The phone ties the GPS closely to anything that looks like an address. So once I searched for the nearest Target on the browser, I could, with a single click, have the device show directions to the store from my current location.

Unfortunately, the phone’s browser is stunted and terribly difficult to use. Want to type in a web address? There’s no URL bar: Instead, you have to open up a separate window to enter a website URL. No multitouch means no pinching and zooming on web pages. Instead you need to press onscreen + and – buttons to re-size the page.

The phone’s virtual keyboard is also tricky. The QWERTY keyboard only appears in horizontal mode. In the vertical mode, the keys are arranged in an ABCDE pattern, which makes text entry take twice as long. The Nuvifone seems stuck in some sort of space/time bubble that exists somewhere around 2004. The phone comes loaded with just a few apps and there’s no marketplace to download any new ones, so forget about Twitter, Facebook, Yelp or Pandora.

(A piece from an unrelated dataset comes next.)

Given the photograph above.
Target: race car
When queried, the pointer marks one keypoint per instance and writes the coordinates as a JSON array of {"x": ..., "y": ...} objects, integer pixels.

Sure, you can get to these sites using the web browser, but that, of course, would require using the web browser.

As if horrible software and hardware wasn’t enough, Garmin adds insult to injury with a mystifying high price tag. Even after the $100 mail-in rebate, the phone costs $300 with a two-year contract on AT&T. That’s $100 more than the latest iPhone and more than the Palm Pre or almost any BlackBerry device. The Nuvifone is not just rough around the edges, it’s a device that seems to have lost its will to live. If you want a decent GPS, we suggest you get a standalone system from Garmin, TomTom — or get an iPhone, or an HTC Hero from Sprint. Any of those options will be easier, more reliable and cheaper than Garmin’s half-baked Nuvifone.